In the same week the Madhya Pradesh High Court suspended the 25 years of rigorous imprisonment sentence to a gang-rape convict. The reason? That he had already spent close to six years in jail and there was no likelihood of an early hearing of his appeal.

Once again the slow-moving wheels of justice—certainly not something the rape survivor or victim should be answerable for—effectively meant that six years was considered time enough for the convict.

All three cases—Bilkis Bano, Chhawla and MP—reflect an underlying prejudice. That rape and sexual assault are crimes where leniency is generous. For courts that often put complex or sensitive cases on the back-burner, and where hearings for closure and justice usually move at a snail’s pace. This is nothing but the trivialisation of sexual violence and of the gravity it deserves in response. It is the same mindset that has, on occasion, made judges suggest that rapists marry the women they have assaulted. We have seen this suggestion made by no less than a chief justice at one point, who advised, in open court, that this would be one way of staying out of jail.

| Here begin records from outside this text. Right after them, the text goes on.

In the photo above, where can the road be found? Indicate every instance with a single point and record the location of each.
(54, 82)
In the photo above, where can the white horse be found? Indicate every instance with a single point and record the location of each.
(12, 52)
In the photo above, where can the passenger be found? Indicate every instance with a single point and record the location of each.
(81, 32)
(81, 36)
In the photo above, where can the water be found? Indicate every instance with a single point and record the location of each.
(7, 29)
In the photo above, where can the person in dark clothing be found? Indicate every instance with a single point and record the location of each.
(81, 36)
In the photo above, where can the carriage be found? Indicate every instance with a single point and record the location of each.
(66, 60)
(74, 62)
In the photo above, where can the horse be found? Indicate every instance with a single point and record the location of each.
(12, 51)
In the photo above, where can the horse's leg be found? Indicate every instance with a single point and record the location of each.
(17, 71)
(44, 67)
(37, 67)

Such judgements have been delivered by both men and women.

And the Supreme Court may do well to explain this thinking—and the spate of recent acquittals of rape convicts—to the public at large.

Else, these are developments that would discourage other women from pursuing justice in instances of sexual abuse and violence.

And it would mean that after Nirbhaya, nothing—or precious little—has actually changed.